Kernels are GPU programs that operate on buffers.

Running a Kernel

{:ok, cmd_id} = ExCubecl.run_kernel(name, inputs, output, params \\ %{})
  • name — string kernel name (see below)
  • inputs — list of input buffer references
  • output — output buffer reference
  • params — optional map of kernel-specific parameters

Available Kernels

{:ok, kernels} = ExCubecl.kernels()
# ["elementwise_add", "elementwise_mul", "elementwise_sub",
#  "elementwise_div", "relu", "sigmoid", "tanh", "matmul",
#  "reduce_sum", "reduce_max", "reduce_min", "softmax",
#  "layer_norm", "conv2d", "transpose", "reshape",
# Phase 2 — video kernels
#  "yuv_to_rgb", "overlay_alpha", "video_mix", "gaussian_blur",
#  "bicubic_scale", "lut_apply", "chroma_key", "sharpen",
#  "brightness_contrast", "denoise", "video_crop",
#  # Phase 2 — audio kernels
#  "pcm_mix", "pcm_normalize", "biquad_filter", "fft_convolve",
#  "resample_linear", "dynamics_compress"

Element-wise Operations

{:ok, a} = ExCubecl.buffer([1.0, 2.0, 3.0], [3], :f32)
{:ok, b} = ExCubecl.buffer([4.0, 5.0, 6.0], [3], :f32)
{:ok, output} = ExCubecl.buffer([0.0, 0.0, 0.0], [3], :f32)

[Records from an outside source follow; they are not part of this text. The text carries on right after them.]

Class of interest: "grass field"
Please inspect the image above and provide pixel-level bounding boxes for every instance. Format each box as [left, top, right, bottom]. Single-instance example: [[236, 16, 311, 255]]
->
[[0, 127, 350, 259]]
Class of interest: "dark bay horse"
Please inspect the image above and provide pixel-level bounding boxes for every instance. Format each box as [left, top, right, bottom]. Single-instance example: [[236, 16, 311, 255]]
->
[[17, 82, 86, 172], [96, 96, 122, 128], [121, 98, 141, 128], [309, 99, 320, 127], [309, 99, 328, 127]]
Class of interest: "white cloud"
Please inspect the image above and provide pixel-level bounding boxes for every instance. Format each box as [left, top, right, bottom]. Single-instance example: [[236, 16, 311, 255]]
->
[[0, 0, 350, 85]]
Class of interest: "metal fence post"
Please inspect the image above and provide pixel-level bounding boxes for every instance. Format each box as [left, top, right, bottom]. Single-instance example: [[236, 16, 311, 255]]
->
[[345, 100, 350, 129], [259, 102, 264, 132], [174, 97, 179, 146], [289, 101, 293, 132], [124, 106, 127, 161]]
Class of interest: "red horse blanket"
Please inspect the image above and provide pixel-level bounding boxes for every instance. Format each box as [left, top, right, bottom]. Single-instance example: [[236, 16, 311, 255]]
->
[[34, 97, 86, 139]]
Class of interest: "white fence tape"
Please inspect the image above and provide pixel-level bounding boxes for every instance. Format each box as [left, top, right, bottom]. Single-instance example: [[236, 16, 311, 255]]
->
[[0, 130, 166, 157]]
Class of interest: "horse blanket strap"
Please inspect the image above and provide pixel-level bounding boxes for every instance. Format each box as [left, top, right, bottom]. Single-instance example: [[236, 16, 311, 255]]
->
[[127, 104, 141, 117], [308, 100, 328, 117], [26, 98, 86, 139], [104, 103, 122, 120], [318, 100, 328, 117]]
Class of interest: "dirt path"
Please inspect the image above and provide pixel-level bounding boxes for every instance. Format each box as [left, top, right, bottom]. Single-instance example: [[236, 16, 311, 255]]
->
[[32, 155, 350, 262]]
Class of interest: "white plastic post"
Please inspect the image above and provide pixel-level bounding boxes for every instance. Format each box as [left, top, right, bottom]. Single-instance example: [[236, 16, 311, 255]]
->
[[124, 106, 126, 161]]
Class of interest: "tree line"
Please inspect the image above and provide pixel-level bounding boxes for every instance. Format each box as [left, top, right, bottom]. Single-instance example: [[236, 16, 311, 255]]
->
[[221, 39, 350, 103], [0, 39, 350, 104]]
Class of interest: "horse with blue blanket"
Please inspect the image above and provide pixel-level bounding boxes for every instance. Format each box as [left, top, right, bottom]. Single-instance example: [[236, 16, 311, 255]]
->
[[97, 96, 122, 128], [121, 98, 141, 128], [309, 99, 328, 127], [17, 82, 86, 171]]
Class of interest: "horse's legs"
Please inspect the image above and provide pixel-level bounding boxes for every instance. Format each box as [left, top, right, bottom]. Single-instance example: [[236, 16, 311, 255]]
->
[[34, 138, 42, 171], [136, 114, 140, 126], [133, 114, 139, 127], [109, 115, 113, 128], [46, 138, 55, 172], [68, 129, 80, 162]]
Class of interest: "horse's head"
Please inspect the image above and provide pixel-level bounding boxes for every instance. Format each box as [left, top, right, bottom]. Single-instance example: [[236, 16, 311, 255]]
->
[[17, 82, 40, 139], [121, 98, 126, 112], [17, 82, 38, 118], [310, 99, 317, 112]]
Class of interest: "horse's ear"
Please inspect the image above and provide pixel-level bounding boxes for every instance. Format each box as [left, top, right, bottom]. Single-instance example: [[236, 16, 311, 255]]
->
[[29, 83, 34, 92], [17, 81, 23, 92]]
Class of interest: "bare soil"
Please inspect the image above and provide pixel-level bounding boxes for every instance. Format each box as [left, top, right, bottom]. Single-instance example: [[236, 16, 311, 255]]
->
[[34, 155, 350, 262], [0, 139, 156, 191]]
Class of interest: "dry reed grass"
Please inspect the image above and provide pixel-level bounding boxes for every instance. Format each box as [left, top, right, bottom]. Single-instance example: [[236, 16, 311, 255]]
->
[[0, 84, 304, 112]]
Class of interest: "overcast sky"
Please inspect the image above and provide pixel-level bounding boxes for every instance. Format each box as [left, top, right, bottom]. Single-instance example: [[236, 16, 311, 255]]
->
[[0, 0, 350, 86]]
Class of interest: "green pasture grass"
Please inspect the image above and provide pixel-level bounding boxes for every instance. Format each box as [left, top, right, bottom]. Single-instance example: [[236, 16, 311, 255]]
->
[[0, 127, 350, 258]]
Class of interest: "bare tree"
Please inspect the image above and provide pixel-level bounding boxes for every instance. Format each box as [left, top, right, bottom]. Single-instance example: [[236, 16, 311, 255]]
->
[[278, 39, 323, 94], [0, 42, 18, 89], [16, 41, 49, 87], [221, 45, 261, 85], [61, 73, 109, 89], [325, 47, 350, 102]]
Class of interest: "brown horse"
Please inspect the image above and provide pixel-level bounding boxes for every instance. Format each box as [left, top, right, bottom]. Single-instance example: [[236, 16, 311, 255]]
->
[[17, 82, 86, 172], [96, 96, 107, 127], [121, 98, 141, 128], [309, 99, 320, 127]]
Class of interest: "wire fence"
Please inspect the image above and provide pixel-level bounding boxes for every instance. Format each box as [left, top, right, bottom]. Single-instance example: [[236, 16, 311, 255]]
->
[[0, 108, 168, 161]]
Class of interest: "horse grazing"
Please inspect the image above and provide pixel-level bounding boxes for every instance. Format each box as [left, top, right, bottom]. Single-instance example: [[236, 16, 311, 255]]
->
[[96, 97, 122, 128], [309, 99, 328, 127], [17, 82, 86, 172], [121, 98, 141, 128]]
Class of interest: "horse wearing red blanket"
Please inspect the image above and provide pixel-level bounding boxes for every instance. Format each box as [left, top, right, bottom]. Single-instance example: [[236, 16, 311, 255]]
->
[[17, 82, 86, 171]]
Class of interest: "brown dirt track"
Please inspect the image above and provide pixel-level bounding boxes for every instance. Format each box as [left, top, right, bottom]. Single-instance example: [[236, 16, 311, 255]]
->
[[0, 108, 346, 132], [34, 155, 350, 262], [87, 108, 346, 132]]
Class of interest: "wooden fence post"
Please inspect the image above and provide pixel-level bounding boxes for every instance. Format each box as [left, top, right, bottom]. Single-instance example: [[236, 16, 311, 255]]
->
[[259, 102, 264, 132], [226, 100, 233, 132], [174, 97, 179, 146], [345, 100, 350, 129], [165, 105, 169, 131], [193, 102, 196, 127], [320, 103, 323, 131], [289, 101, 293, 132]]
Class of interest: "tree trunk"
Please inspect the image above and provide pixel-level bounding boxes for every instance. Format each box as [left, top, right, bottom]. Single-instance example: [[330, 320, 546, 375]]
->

{:ok, _cmd} = ExCubecl.run_kernel("elementwise_add", [a, b], output)
{:ok, _cmd} = ExCubecl.run_kernel("elementwise_mul", [a, b], output)

Activation Functions

{:ok, input} = ExCubecl.buffer([-1.0, 0.0, 1.0], [3], :f32)
{:ok, output} = ExCubecl.buffer([0.0, 0.0, 0.0], [3], :f32)

{:ok, _cmd} = ExCubecl.run_kernel("relu", [input], output)
{:ok, _cmd} = ExCubecl.run_kernel("sigmoid", [input], output)
{:ok, _cmd} = ExCubecl.run_kernel("tanh", [input], output)

Reductions

{:ok, input} = ExCubecl.buffer([1.0, 5.0, 3.0, 2.0], [4], :f32)
{:ok, output} = ExCubecl.buffer([0.0], [1], :f32)

{:ok, _cmd} = ExCubecl.run_kernel("reduce_sum", [input], output)
{:ok, _cmd} = ExCubecl.run_kernel("reduce_max", [input], output)
{:ok, _cmd} = ExCubecl.run_kernel("reduce_min", [input], output)

Matrix Multiplication

# 2x3 matrix
{:ok, a} = ExCubecl.buffer([1.0, 2.0, 3.0, 4.0, 5.0, 6.0], [2, 3], :f32)
# 3x2 matrix
{:ok, b} = ExCubecl.buffer([7.0, 8.0, 9.0, 10.0, 11.0, 12.0], [3, 2], :f32)
# Output: 2x2 matrix
{:ok, output} = ExCubecl.buffer(List.duplicate(0.0, 4), [2, 2], :f32)

{:ok, _cmd} = ExCubecl.run_kernel("matmul", [a, b], output)

Convolution

# 1x3x3 input (batch=1, channels=1, 3x3 spatial)
{:ok, input} = ExCubecl.buffer([1.0, 2.0, 3.0, 4.0, 5.0, 6.0, 7.0, 8.0, 9.0],
                                [1, 1, 3, 3], :f32)
# 1x1x2x2 kernel
{:ok, kernel} = ExCubecl.buffer([1.0, 0.0, 0.0, -1.0], [1, 1, 2, 2], :f32)
{:ok, output} = ExCubecl.buffer(List.duplicate(0.0, 4), [1, 1, 2, 2], :f32)

{:ok, _cmd} = ExCubecl.run_kernel("conv2d", [input, kernel], output)

Shape Operations

{:ok, input} = ExCubecl.buffer([1.0, 2.0, 3.0, 4.0], [4], :f32)

# Reshape to 2x2
{:ok, output} = ExCubecl.buffer(List.duplicate(0.0, 4), [2, 2], :f32)
{:ok, _cmd} = ExCubecl.run_kernel("reshape", [input], output)

# Transpose
{:ok, transposed} = ExCubecl.buffer(List.duplicate(0.0, 4), [2, 2], :f32)
{:ok, _cmd} = ExCubecl.run_kernel("transpose", [output], transposed)

Custom Kernels (Phase 2+)

Custom CubeCL kernels can be registered at runtime. See the CubeCL documentation for kernel authoring.